We also picked out a handful of predatory lending apps disguised as popular Android apps. These lending apps upload the device’s contact list to a server under the guise of fraud prevention, and loan agents can use this access to send threatening and harassing messages and calls to their contacts. The landing page of one of the predatory lending apps looked like a regular Google Play listing, but required the user to download the app from outside the app store and manually sideload it.

The Play Protect update did not restrict installation of five predatory lending apps at the time of our testing.

We also tried installing some apps that appear to be fake versions of other popular apps listed on Google Play. The apps we tested share similar names and have nearly identical designs and user experiences, but are clearly underdeveloped knockoffs. One of the fake apps imitated a popular game and the other pretended to be a commonly used VPN app.

Play Protect allowed these two apps to be installed, although it is unclear for what purpose the fake apps were initially developed.

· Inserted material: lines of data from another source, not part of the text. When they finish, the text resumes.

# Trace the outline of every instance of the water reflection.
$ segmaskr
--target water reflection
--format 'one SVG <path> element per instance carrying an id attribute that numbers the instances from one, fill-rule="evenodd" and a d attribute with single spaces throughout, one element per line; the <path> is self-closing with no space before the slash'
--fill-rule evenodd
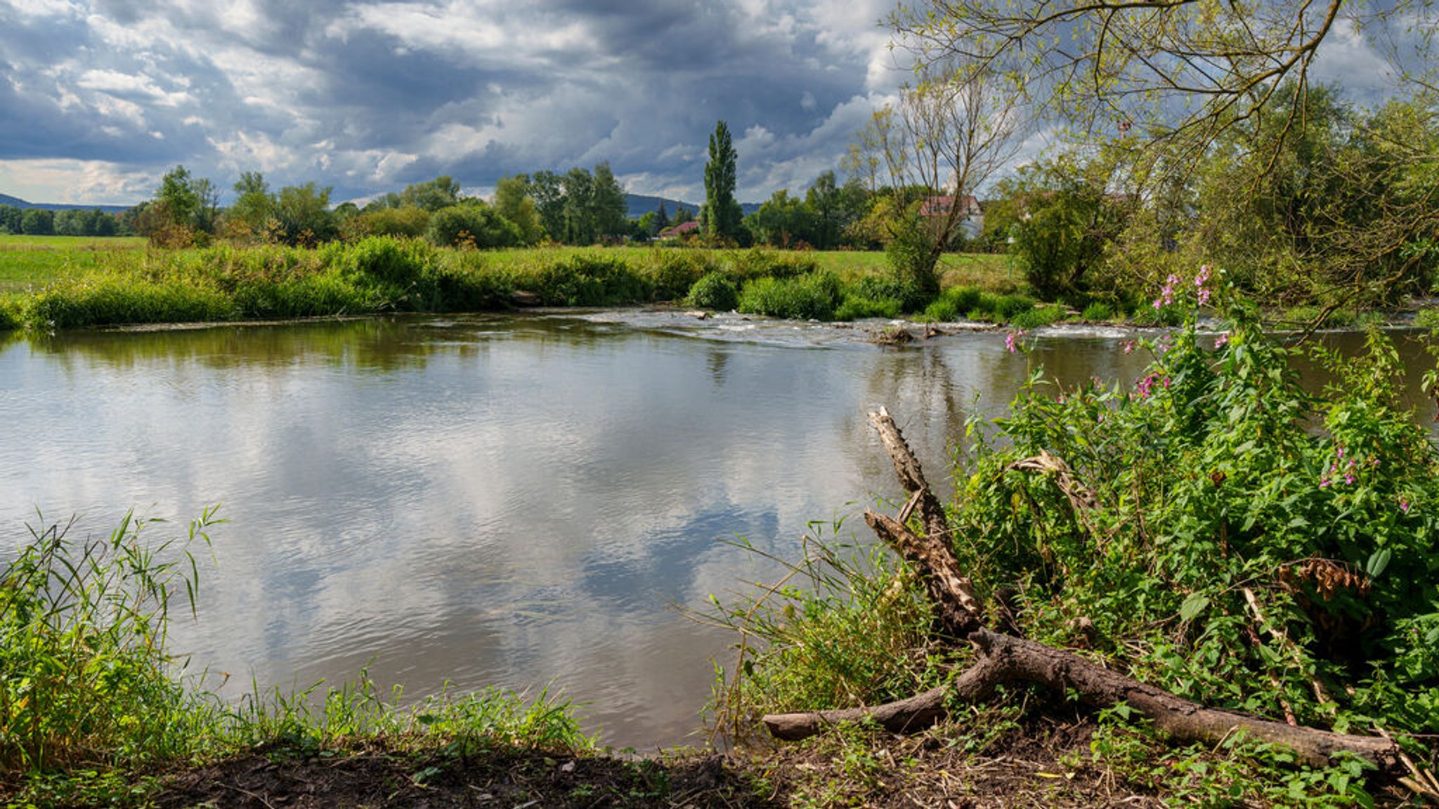
<path id="1" fill-rule="evenodd" d="M 62 334 L 0 347 L 0 520 L 223 502 L 174 636 L 236 692 L 363 665 L 412 695 L 554 684 L 649 747 L 696 727 L 732 641 L 671 606 L 773 580 L 722 540 L 794 556 L 807 521 L 898 497 L 879 404 L 943 479 L 1038 363 L 1082 384 L 1143 357 L 671 312 Z"/>

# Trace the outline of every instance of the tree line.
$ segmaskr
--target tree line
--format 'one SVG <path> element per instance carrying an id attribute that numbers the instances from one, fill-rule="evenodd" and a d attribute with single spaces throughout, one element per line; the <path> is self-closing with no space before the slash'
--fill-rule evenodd
<path id="1" fill-rule="evenodd" d="M 134 236 L 124 214 L 99 209 L 46 210 L 0 204 L 0 233 L 26 236 Z"/>

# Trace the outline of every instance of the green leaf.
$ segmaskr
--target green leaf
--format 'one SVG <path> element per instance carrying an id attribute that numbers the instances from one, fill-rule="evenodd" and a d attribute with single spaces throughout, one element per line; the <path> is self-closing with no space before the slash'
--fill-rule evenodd
<path id="1" fill-rule="evenodd" d="M 1368 561 L 1364 563 L 1364 573 L 1367 573 L 1370 579 L 1379 579 L 1379 574 L 1389 567 L 1389 560 L 1393 556 L 1394 554 L 1389 548 L 1374 551 L 1370 554 Z"/>
<path id="2" fill-rule="evenodd" d="M 1209 596 L 1204 593 L 1190 593 L 1184 603 L 1179 605 L 1179 619 L 1189 623 L 1194 616 L 1209 606 Z"/>

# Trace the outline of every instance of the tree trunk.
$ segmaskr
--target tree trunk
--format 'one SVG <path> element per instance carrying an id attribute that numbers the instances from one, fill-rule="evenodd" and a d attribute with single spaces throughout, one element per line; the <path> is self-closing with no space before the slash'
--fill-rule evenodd
<path id="1" fill-rule="evenodd" d="M 1216 744 L 1236 731 L 1243 731 L 1253 738 L 1289 747 L 1301 761 L 1311 766 L 1322 766 L 1337 753 L 1348 751 L 1386 772 L 1400 770 L 1400 750 L 1387 737 L 1348 736 L 1311 727 L 1292 727 L 1206 708 L 1163 688 L 1109 671 L 1073 652 L 984 628 L 974 586 L 961 573 L 958 561 L 945 541 L 948 524 L 943 521 L 944 510 L 930 492 L 918 461 L 915 461 L 904 436 L 899 435 L 899 428 L 895 426 L 889 413 L 881 409 L 878 413 L 871 413 L 869 420 L 879 430 L 885 449 L 894 461 L 895 474 L 905 489 L 911 492 L 911 501 L 901 512 L 901 520 L 866 511 L 865 521 L 920 571 L 945 632 L 957 641 L 973 643 L 979 651 L 979 658 L 950 685 L 898 702 L 872 708 L 766 715 L 764 724 L 777 738 L 799 740 L 819 733 L 826 726 L 866 717 L 873 718 L 886 730 L 905 733 L 928 727 L 944 717 L 945 698 L 951 694 L 963 701 L 979 701 L 989 697 L 996 685 L 1035 682 L 1056 691 L 1072 692 L 1082 702 L 1095 708 L 1108 708 L 1124 702 L 1179 741 Z M 917 535 L 904 524 L 914 508 L 918 508 L 925 524 L 924 537 Z"/>

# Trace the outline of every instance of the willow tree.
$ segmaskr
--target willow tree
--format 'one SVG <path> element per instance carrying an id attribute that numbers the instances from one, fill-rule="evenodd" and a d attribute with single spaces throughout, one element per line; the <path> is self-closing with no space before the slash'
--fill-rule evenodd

“With this recent improvement, we’re adding real-time code-level scanning to Google Play Protect to combat new malicious apps, whether the app is downloaded from Google Play or elsewhere,” Google spokesperson Scott Westover said in an email to TechCrunch when you are available for comment. “These capabilities will continue to evolve and improve over time, as Google Play Protect collects and analyzes new types of threats facing the Android ecosystem.”

Sideloading offers the freedom to install any Android app, but not without risk. Faced with a constant barrage of apps that are rapidly changing their appearance and code, Google’s new real-time app scanning feature is an important last line of defense for billions of users and will only improve over time.